First published on Sept 5, 2009

OFTEN over the years, especially as more than one of my grandsons takes part in that other game called rugby, I have my leg pulled when watching them play.

Die-hards of the 15-man sport poke fun at some of the goings-on which they have read about in professional football.

I can’t wait to see some of them in the coming school season after the Harlequins fiasco.

You could try to laugh it off when you see that one of their staff paid £3.95 for some fake blood capsules from a joke shop in Clapham Junction which were then to be used when a player needed to feign injury for a blood substitution.
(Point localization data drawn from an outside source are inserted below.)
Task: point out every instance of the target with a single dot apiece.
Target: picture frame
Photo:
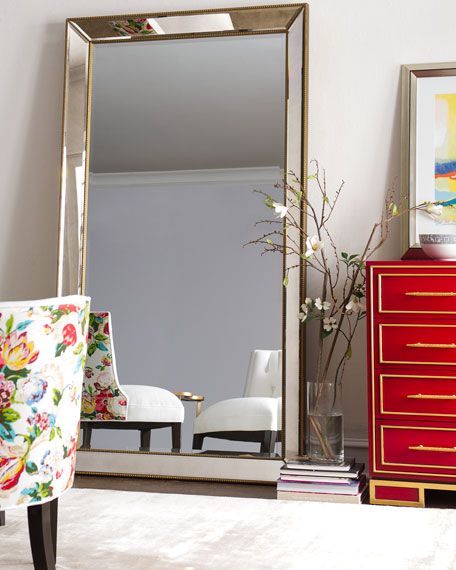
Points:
(428, 169)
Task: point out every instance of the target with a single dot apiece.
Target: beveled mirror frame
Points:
(292, 21)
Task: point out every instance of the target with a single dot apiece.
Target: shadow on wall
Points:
(30, 249)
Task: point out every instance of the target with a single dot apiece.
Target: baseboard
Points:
(356, 442)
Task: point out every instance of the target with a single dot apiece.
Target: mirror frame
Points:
(200, 466)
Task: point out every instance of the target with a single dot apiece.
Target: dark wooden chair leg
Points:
(86, 437)
(54, 520)
(42, 521)
(269, 441)
(176, 437)
(145, 440)
(198, 439)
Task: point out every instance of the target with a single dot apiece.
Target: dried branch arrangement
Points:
(300, 229)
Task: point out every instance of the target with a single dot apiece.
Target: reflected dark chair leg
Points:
(176, 437)
(198, 441)
(145, 440)
(42, 521)
(269, 441)
(86, 437)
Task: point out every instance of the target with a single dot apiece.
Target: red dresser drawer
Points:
(417, 344)
(417, 395)
(416, 449)
(417, 293)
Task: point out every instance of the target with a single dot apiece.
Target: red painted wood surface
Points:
(399, 344)
(415, 319)
(413, 291)
(400, 396)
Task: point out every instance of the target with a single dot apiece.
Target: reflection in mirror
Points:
(73, 163)
(186, 333)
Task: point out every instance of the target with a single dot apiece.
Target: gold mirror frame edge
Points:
(409, 74)
(301, 8)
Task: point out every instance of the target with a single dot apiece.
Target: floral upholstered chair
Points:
(42, 355)
(108, 405)
(257, 416)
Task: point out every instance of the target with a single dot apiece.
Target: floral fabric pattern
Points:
(102, 397)
(138, 27)
(42, 357)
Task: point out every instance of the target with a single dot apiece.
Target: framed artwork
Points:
(428, 151)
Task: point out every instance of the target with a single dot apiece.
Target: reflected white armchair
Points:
(257, 416)
(108, 405)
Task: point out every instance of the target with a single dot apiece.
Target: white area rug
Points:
(119, 530)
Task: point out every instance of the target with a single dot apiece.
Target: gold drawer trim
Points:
(425, 466)
(418, 396)
(415, 345)
(432, 396)
(432, 448)
(430, 294)
(415, 293)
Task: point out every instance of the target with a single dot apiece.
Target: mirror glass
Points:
(181, 134)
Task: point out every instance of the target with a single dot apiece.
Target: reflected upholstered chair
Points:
(257, 416)
(42, 355)
(108, 405)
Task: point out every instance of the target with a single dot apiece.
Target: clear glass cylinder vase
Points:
(325, 422)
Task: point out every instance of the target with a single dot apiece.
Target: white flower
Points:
(322, 306)
(302, 316)
(117, 406)
(280, 209)
(434, 209)
(355, 305)
(329, 324)
(313, 245)
(104, 379)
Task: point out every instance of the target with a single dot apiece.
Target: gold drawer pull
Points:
(430, 294)
(430, 448)
(432, 396)
(429, 345)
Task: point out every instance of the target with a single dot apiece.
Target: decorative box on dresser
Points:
(411, 380)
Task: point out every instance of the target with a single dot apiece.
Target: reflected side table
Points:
(190, 397)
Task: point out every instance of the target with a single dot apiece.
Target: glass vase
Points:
(325, 423)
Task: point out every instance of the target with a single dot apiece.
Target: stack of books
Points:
(304, 481)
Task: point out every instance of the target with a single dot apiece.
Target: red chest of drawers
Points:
(411, 379)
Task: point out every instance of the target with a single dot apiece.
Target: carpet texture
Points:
(119, 530)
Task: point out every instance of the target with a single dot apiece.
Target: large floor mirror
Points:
(171, 123)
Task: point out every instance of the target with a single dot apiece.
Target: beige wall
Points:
(356, 49)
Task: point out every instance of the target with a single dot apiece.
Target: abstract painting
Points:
(445, 153)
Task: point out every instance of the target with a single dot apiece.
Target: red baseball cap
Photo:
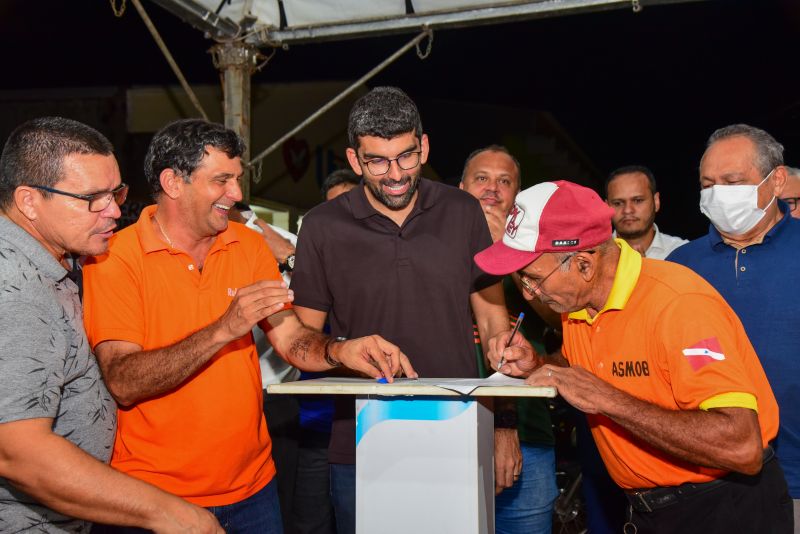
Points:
(548, 217)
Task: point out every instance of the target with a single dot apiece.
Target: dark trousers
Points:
(282, 413)
(312, 511)
(757, 504)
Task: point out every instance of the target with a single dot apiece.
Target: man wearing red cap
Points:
(676, 398)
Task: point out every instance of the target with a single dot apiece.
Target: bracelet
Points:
(328, 357)
(505, 419)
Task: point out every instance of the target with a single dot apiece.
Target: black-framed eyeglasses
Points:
(97, 201)
(530, 287)
(406, 161)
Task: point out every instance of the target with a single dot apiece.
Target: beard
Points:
(638, 231)
(394, 202)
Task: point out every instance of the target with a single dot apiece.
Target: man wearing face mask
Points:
(750, 256)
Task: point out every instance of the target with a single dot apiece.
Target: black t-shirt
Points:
(409, 284)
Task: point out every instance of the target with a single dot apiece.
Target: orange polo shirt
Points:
(206, 440)
(667, 337)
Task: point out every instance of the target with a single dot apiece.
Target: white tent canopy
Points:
(316, 20)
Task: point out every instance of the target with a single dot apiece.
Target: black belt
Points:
(656, 498)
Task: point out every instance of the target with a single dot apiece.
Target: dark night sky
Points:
(629, 88)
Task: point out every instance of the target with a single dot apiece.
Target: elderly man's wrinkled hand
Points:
(253, 303)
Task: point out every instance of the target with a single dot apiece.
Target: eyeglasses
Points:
(406, 161)
(527, 282)
(97, 201)
(792, 201)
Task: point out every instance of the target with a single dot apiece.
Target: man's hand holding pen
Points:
(511, 354)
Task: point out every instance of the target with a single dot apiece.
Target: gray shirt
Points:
(47, 369)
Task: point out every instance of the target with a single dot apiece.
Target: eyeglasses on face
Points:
(97, 201)
(528, 284)
(406, 161)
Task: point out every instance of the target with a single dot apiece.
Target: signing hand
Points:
(519, 359)
(507, 458)
(252, 304)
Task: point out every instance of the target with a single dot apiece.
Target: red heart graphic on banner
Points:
(296, 157)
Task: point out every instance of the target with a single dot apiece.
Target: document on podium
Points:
(497, 385)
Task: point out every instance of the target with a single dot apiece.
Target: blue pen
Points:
(508, 343)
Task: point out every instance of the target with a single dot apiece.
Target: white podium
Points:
(424, 451)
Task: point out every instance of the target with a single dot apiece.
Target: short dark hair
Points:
(34, 152)
(769, 152)
(628, 169)
(493, 148)
(181, 145)
(337, 177)
(384, 112)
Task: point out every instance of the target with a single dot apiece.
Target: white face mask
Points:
(733, 209)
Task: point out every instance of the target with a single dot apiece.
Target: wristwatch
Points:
(287, 265)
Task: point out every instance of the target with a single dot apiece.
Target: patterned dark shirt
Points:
(47, 369)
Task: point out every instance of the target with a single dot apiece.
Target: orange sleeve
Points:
(702, 352)
(112, 298)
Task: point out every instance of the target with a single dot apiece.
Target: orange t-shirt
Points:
(206, 440)
(668, 338)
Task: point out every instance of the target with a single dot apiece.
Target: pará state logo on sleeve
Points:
(704, 352)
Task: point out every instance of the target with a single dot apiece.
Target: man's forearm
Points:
(727, 439)
(143, 374)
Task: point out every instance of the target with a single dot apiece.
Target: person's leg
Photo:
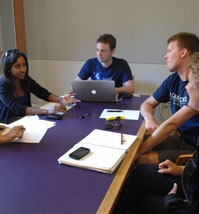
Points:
(143, 182)
(171, 148)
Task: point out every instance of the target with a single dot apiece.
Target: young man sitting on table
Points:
(107, 67)
(148, 184)
(179, 49)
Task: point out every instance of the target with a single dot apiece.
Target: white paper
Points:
(106, 151)
(128, 114)
(35, 129)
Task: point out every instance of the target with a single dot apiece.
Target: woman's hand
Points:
(16, 131)
(174, 189)
(69, 99)
(168, 167)
(58, 108)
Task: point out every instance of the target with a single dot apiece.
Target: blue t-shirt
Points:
(173, 90)
(119, 71)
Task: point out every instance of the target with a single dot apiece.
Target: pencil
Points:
(122, 139)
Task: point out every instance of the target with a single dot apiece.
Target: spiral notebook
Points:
(107, 150)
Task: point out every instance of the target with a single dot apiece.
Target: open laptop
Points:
(94, 90)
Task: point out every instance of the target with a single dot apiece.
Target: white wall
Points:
(56, 75)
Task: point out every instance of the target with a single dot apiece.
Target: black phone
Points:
(79, 153)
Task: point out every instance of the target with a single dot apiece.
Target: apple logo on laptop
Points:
(93, 91)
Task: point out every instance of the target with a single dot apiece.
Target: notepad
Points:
(106, 151)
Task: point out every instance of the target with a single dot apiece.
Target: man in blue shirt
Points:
(107, 67)
(180, 47)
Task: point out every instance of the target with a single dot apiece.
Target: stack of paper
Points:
(35, 129)
(106, 151)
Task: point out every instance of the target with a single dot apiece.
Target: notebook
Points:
(107, 150)
(94, 90)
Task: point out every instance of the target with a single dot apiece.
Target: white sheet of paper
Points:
(128, 114)
(35, 129)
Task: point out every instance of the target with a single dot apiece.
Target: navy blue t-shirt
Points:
(119, 71)
(173, 90)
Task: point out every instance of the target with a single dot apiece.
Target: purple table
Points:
(32, 181)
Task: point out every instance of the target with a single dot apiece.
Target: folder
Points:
(107, 150)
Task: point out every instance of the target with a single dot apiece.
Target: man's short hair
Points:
(186, 40)
(107, 39)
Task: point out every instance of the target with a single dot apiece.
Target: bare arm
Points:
(15, 132)
(147, 111)
(128, 87)
(167, 127)
(60, 107)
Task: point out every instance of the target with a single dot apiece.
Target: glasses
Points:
(10, 52)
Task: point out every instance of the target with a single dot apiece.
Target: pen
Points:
(85, 115)
(114, 110)
(115, 118)
(122, 139)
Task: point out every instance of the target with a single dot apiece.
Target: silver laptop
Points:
(94, 90)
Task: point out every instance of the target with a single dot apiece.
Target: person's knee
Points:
(150, 158)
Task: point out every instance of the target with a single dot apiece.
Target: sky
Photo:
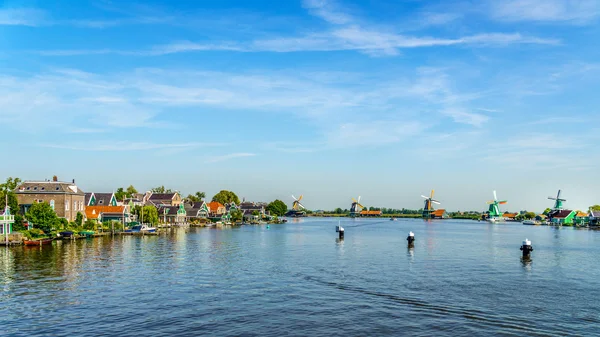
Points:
(329, 99)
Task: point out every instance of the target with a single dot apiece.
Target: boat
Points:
(66, 234)
(143, 229)
(86, 233)
(37, 242)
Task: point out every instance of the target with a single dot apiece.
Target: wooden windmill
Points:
(297, 205)
(557, 201)
(428, 208)
(494, 210)
(356, 207)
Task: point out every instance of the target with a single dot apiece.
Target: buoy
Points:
(410, 238)
(340, 231)
(526, 248)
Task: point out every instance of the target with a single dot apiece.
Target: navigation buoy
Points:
(340, 231)
(526, 248)
(410, 238)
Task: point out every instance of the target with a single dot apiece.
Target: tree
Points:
(42, 216)
(277, 207)
(225, 197)
(196, 197)
(236, 215)
(79, 219)
(147, 214)
(8, 188)
(161, 189)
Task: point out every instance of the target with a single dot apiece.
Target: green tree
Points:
(79, 219)
(161, 189)
(8, 188)
(148, 214)
(226, 197)
(196, 197)
(236, 215)
(42, 216)
(277, 207)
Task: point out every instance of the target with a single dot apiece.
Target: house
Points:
(100, 199)
(562, 217)
(108, 213)
(510, 216)
(162, 199)
(216, 209)
(582, 219)
(370, 213)
(172, 214)
(6, 222)
(196, 211)
(439, 214)
(66, 199)
(594, 218)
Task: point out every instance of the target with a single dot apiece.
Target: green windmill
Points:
(557, 201)
(494, 210)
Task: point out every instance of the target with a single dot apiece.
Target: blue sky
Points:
(329, 99)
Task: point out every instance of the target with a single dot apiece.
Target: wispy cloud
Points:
(22, 17)
(229, 157)
(577, 11)
(129, 146)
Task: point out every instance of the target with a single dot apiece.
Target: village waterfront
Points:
(460, 278)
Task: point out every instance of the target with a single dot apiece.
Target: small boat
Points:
(37, 242)
(66, 234)
(143, 229)
(86, 233)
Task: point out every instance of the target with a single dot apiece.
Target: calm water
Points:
(298, 279)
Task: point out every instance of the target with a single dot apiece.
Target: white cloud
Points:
(545, 10)
(461, 116)
(229, 157)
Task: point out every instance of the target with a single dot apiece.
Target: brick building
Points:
(65, 198)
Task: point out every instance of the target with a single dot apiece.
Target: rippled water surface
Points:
(461, 278)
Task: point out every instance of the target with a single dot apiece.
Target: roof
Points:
(438, 212)
(562, 214)
(93, 212)
(370, 212)
(162, 196)
(169, 210)
(48, 187)
(213, 206)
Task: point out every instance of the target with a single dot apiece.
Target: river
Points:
(298, 279)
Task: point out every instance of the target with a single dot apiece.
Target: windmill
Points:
(494, 210)
(297, 205)
(557, 201)
(356, 206)
(428, 209)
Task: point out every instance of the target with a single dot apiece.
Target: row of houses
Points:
(67, 200)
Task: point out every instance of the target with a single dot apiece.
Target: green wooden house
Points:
(562, 217)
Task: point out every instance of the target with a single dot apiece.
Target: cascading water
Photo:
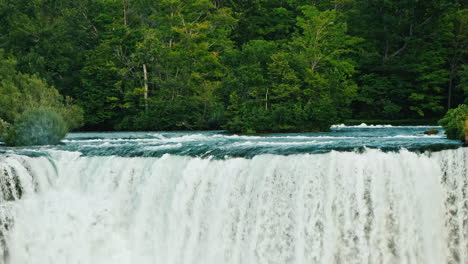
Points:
(336, 207)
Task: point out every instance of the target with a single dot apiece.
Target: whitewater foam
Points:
(338, 207)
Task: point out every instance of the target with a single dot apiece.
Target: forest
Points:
(248, 66)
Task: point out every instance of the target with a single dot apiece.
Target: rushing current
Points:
(353, 195)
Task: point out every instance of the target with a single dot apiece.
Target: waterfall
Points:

Joking apart, though, it is obviously one of the most serious problems to have hit the good game in its long history.

Apart from the fact that nearly everyone involved in any sport takes an interest in other professions, the thing that stuck out to me was that Harlequins hired lawyers to try to stop the punishment going as far as expulsion from a particular competition or a points deduction by using the Tevez affair as an example Their argument was that it would not be appropriate because ‘a substantial number of innocent persons would have thereby suffered a serious detriment.’ If in fact that argument meant West Ham did not have points deducted over the Carlos Tevez affair, how come the likes of our beloved Saints and others in the lower divisions have got to accept without any argument starting a season so far behind the others that unless they get wins in the first month the talk is more about avoiding relegation than getting promotion?

Could it be there is one rule for the Premiership and another one for the rest?

Obviously since the Premiership broke away there has been huge differences in the injection of cash in particular.

But surely when it comes to harming the innocents, and by that I mean loyal supporters, it should be the same argument for Harlequins and West Ham.